UNITED STATES – OCTOBER 9: From left, Rep. Jim Sensenbrenner, R-Wisc., Rep. Jason Chaffetz, R-Utah, and Rep. Matt Salmon, R-Ariz., arrive for the House Republican Conference meeting in the basement of the U.S. Capitol on Friday Oct. 9, 2015.

Senators put forward new bill to halt expansion of Government hacking powers

Sen. Ron Wyden (D-Ore.) and other like-minded senators have come out forcefully against the pending change to federal judicial rules that would expand judges’ ability to authorize remote access hacking of criminal suspects’ devices.

On Thursday, Wyden submitted a bill that aims to stop the proposed amendments to Rule 41 dead in its tracks. The entire bill is one sentence long: “The proposed amendments to rule 41 of the Federal Rules of Criminal Procedure, which are set forth in the order entered by the Supreme Court of the United States on April 28, 2016, shall not take effect.”

For now, the bill is co-sponsored by two other Democrats, Sen. Rand Paul (R-Ky.), and Sen. Steve Daines (R-Mont.). A companion bill is expected in the House of Representatives.

The Department of Justice has pushed to change Rule 41 in the name of being able to thwart online criminal behavior enabled by tools like Tor for nearly two years now.

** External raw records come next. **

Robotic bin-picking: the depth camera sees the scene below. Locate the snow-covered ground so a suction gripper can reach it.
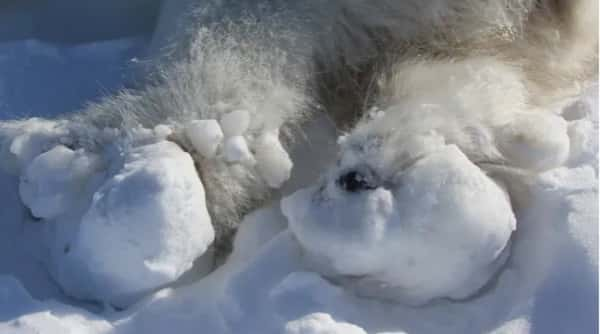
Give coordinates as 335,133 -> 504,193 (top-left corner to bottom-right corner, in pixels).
0,3 -> 598,334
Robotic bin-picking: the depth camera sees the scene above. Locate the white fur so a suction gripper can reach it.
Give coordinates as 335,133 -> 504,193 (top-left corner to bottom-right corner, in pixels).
2,0 -> 597,268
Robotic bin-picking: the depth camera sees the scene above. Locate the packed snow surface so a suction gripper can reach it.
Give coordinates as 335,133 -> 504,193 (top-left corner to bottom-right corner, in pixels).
0,15 -> 598,334
0,87 -> 598,334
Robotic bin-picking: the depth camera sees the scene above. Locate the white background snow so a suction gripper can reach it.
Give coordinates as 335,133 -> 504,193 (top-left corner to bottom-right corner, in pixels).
0,0 -> 598,334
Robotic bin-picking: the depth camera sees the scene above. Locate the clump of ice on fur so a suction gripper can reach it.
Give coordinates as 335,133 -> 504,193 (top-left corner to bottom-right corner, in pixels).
254,130 -> 293,188
223,136 -> 254,163
221,109 -> 250,137
282,145 -> 516,304
284,313 -> 366,334
154,124 -> 173,139
9,118 -> 67,167
498,113 -> 570,170
185,119 -> 224,159
55,142 -> 214,305
19,145 -> 99,219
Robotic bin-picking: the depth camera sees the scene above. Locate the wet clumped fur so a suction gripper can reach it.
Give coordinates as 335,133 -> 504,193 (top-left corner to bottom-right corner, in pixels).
3,0 -> 598,264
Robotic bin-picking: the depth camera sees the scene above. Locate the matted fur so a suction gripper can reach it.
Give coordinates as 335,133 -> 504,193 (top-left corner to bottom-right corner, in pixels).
3,0 -> 598,258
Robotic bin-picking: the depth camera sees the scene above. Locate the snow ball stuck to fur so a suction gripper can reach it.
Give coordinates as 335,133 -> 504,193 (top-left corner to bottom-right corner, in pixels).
254,130 -> 293,188
221,109 -> 250,138
498,112 -> 570,170
19,145 -> 99,219
154,124 -> 173,139
223,136 -> 254,164
185,119 -> 223,159
57,142 -> 214,305
282,145 -> 516,305
284,313 -> 366,334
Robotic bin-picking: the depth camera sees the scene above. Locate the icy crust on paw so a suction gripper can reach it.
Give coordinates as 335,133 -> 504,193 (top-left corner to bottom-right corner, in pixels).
282,145 -> 516,305
0,118 -> 68,172
254,130 -> 294,188
221,109 -> 250,137
19,145 -> 101,219
498,112 -> 570,171
44,142 -> 214,305
185,119 -> 223,159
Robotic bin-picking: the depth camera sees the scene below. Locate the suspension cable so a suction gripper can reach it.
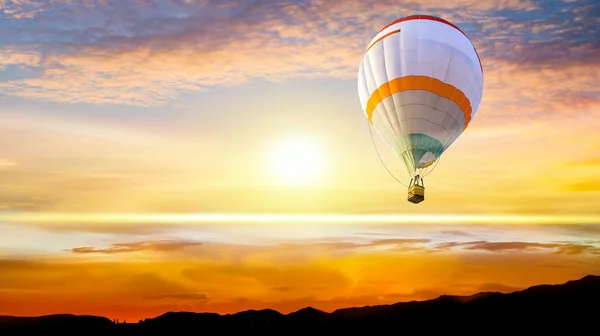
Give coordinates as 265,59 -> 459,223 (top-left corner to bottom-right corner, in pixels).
366,119 -> 408,188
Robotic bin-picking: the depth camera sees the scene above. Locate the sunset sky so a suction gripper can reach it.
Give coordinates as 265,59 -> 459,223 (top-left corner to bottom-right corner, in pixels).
0,0 -> 600,320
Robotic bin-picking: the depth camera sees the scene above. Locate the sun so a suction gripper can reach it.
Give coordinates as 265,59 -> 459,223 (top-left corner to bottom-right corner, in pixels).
270,138 -> 324,186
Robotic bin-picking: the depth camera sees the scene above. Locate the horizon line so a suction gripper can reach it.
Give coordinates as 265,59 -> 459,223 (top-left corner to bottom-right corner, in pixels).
0,212 -> 600,224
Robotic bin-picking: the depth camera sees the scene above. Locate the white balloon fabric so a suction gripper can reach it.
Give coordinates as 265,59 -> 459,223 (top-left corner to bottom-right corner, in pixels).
358,15 -> 483,176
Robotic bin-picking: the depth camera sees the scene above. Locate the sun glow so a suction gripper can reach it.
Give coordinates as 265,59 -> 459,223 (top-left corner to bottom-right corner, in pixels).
270,139 -> 324,186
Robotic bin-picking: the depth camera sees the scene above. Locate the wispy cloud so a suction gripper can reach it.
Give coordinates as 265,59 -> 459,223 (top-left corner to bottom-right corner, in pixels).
70,240 -> 202,254
0,0 -> 600,114
436,241 -> 600,255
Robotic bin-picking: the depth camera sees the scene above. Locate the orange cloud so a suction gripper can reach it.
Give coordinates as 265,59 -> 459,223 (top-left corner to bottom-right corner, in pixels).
0,231 -> 600,320
0,0 -> 598,109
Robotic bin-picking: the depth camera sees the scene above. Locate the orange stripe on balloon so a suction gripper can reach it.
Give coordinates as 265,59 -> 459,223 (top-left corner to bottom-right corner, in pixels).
366,76 -> 473,130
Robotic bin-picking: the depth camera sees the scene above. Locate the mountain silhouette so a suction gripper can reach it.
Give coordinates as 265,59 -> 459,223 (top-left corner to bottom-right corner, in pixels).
0,275 -> 600,336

Last month, the Supreme Court passed the proposed change to Rule 41 and sent it to Congress on Thursday, which will have until December 1 to modify, reject, or defer the proposal. If the House of Representatives and Senate do not pass a resolution in favor by simple majority, the revisions will become law that same day.

For now, Rule 41 allows these junior judges to authorize electronic searches only within their own judicial district. In April 2016, two federal judges in Massachusetts and Oklahoma suppressed evidence in two related child pornography cases because a magistrate in Virginia authorized the FBI to seize and operate Playpen, a Tor-hidden site, for 13 days. In doing so, investigators also deployed malware that disrupted Tor’s privacy protections and revealed over 1,000 true IP addresses. The investigation led to 137 prosecutions, including the two men in these two states. Given the success in those states, it seems plausible that other similar cases could also be jeopardized.

In a post on Medium, Wyden argued that it should be Congress—rather than Justice Department itself, which is controlled by the Executive Branch—that should authorize the expansion of such powers.

He wrote:

For law enforcement to conduct a remote electronic search, they generally need to plant malware in — i.e. hack — a device. These rule changes will allow the government to search millions of computers with the warrant of a single judge. To me, that’s clearly a policy change that’s outside the scope of an “administrative change,” and it is something that Congress should consider. An agency with the record of the Justice Department shouldn’t be able to wave its arms and grant itself entirely new powers.